THE LUCS-KDD APRIORI-T ASSOCIATION RULE MINING ALGORITHM



Liverpool University

Frans Coenen

Department of Computer Science

The University of Liverpool

13 February 2004


CONTENTS

1. Introduction.
2. Downloading the software.
2.1. Compiling.
2.2. Documentation.
 
3. Running the software.
4. More detail on application classes.
5. The T-tree data structure.
6. The Apriori-T algorithm.
7. Conclusions.



1. INTRODUCTION


Apriori-T (Apriori Total) is an Association Rule Mining (ARM) algorithm, developed by the LUCS-KDD research team which makes use of a "reverse" set enumeration tree where each level of the tree is defined in terms of an array (i.e. the T-tree data structure is a form of Trie). The Apriori-T algorithm was actually developed as part of a more sophisticated ARM algorithm --- Apriori-TFP (Apriori Total From Partial). Both algorithms are described in Coenen and Leng (2004).




2. DOWNLOADING THE SOFTWARE


The Apriori-T ARM software comprises four source files. These are provided from this WWW page together with three application classes. The source files are as follows:

  1. AssocRuleMining.java: Set of general ARM utility methods to allow: (i) data input and input error checking, (ii) data preprocessing, (iii) manipulation of records (e.g. operations such as subset, member, union etc.) and (iv) data and parameter output.
  2. RuleList.java: Set of methods that allow the creation and manipulation (e.g. ordering, etc.) of a list of ARs.
  3. TotalSupportTree.java: Methods to implement the "Apriori-T" algorithm using the "Total support" tree data structure (T-tree).
  4. TtreeNode.java: Methods concerned with the structure of Ttree nodes. Arrays of these structures are used to store nodes at the same level in any sub-branch of the T-tree. Note this is a separate class to the other T-tree classes which are arranged in a class hierarchy as illustrated below.
             AssocRuleMining
                    |
     +--------------+---------------+
     |                              |
TotalSupportTree                    RuleList

The application classes are as follows:

  1. AprioriTapp.java: Fundamental Apriori-T application.
  2. AprioriTsortedApp.java: Apriori-T application with input data preprocessed so that it is ordered according to frequency of single items --- this serves to reduce the computation time.
  3. AprioriTsortedPrunedApp.java: Apriori-T application with data ordered according to frequency of single items and columns representing unsupported 1-itemsets removed --- again this serves to enhance computational efficiency.
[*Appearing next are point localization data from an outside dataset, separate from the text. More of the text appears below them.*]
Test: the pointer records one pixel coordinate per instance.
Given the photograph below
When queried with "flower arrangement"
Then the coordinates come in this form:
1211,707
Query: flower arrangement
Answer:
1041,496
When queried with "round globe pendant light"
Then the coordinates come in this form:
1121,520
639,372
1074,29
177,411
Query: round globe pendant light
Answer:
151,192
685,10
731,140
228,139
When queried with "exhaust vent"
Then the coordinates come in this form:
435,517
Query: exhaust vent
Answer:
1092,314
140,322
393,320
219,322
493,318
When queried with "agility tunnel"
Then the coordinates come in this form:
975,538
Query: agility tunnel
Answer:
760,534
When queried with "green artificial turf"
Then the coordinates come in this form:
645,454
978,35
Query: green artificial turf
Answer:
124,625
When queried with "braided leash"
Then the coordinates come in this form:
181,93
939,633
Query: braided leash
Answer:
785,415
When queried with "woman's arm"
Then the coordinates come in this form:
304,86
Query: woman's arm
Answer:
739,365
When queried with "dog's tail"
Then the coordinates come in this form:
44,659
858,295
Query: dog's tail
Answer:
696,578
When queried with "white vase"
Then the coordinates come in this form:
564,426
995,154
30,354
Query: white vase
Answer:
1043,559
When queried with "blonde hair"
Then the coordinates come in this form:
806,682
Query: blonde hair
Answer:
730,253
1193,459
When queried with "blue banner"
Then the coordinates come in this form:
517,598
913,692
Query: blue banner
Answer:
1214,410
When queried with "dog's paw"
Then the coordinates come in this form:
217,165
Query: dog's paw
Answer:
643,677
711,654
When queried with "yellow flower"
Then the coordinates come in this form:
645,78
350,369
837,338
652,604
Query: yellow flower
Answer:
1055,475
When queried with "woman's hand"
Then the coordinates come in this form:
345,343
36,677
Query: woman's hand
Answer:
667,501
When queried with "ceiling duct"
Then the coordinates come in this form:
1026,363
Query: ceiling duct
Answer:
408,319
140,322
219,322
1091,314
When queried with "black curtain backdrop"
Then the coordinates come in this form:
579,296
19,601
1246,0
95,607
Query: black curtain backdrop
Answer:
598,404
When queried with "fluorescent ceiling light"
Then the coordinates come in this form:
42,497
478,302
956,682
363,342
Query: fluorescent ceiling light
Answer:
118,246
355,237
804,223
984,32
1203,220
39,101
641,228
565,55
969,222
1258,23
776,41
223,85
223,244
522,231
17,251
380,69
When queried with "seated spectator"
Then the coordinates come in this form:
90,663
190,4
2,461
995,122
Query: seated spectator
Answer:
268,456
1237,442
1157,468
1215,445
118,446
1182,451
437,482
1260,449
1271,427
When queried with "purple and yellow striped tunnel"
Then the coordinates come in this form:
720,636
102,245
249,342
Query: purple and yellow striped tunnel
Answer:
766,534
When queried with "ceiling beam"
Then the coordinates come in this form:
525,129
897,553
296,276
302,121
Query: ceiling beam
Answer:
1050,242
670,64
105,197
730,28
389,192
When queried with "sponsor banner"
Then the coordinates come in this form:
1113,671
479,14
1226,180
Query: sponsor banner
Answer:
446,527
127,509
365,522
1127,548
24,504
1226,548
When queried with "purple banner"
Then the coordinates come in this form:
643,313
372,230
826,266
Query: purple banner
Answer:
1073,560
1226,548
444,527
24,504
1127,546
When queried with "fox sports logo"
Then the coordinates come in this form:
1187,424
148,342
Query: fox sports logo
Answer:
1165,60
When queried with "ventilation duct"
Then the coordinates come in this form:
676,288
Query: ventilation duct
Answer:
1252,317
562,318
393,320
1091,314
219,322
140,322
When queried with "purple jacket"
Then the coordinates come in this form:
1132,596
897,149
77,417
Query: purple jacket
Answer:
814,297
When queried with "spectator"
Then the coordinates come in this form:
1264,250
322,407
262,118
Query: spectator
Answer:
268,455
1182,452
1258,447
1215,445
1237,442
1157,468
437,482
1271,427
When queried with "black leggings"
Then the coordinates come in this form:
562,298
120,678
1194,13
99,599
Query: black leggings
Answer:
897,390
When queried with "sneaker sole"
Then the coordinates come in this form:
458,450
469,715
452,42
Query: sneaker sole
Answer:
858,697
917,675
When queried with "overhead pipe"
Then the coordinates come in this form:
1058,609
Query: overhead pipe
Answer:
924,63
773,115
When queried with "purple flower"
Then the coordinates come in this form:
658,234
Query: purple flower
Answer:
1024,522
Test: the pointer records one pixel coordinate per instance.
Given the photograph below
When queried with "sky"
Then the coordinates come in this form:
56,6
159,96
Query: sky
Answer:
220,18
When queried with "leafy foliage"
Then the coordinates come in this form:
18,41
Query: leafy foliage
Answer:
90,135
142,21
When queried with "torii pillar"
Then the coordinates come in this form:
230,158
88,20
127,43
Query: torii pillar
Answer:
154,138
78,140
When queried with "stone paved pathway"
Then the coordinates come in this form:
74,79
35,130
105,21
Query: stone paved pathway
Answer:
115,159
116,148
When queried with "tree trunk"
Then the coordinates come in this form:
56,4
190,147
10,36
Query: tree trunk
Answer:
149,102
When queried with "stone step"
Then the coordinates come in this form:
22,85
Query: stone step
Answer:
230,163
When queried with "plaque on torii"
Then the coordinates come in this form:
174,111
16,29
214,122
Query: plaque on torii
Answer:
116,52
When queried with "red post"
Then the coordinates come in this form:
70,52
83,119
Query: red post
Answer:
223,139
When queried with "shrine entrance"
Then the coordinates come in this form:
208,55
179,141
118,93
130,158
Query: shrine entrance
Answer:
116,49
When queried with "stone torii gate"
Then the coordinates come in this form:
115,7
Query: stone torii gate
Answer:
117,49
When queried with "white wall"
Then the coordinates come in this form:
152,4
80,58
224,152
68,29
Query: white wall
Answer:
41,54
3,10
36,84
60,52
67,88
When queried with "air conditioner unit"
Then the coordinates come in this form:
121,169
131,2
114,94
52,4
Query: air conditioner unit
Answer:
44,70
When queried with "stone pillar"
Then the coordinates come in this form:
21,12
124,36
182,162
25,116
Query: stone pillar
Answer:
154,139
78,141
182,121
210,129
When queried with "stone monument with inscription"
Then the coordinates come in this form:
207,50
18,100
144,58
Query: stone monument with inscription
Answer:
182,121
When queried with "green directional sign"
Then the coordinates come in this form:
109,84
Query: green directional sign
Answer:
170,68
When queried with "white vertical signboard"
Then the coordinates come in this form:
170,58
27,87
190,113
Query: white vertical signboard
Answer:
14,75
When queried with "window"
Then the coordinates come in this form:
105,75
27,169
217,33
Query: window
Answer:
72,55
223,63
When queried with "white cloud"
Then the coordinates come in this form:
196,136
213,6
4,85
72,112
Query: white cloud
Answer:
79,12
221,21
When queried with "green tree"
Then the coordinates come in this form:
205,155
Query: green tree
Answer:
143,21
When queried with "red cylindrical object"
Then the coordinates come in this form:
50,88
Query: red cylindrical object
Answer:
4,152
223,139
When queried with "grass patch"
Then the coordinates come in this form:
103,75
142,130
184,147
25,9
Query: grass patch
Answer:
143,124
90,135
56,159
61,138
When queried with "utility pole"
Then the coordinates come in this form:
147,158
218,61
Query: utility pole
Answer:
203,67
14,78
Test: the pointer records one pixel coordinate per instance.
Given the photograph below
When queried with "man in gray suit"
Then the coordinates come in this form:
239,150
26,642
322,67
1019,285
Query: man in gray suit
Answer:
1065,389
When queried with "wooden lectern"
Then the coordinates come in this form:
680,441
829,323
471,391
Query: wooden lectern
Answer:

There is also a "tar ball" aprioriT.tgz that can be downloaded that includes all of the above source and application class files. It can be unpacked using tar -zxf aprioriT.tgz.


2.1. Compiling

The software has been implemented in Java using the Java2 SDK (Software Development Kit) Version 1.4.0, which should therefore make it highly portable. The code does not require any special packages and thus can be compiled using the standard Java compiler:

javac *.java

2.2. Documentation

The code can be documented using Java Doc. First create a directory Documentation in which to place the resulting HTML pages and then type:

javadoc -d Documentation/ *.java

This will produce a hierarchy of WWW pages contained in the Document directory.




3. RUNNING THE SOFTWARE


When compiled the software can be invoked in the normal manner using the Java interpreter:

java APPLICATION_CLASS_FILE_NAME

If you are planning to process a very large data set it is a good idea to grab some extra memory. For example:

java -Xms600m -Xmx600m APPLICATION_CLASS_FILE_NAME

The input to the software, in all cases is a (space separated) binary valued data set R. The set R comprises a set of N records such that each record (r), in turn, comprises a set of attributes. Thus:

R  = {r | r = subset A}

Where A is the set of available attributes. The value D is then defined as:

D = |A|

We then say that a particular data set has D columns and N rows. A small example data sets might be as follows:

1 2 3 6
1 4 5 7
1 3 4 6
1 2 6
1 2 3 4 5 7

where, in this case, A = {1, 2, 3, 4, 5, 6, 7}. Note that attribute numbers are ordered sequentially commencing with the number 1 (the value 0 has a special meaning). The input file is included using a -F flag.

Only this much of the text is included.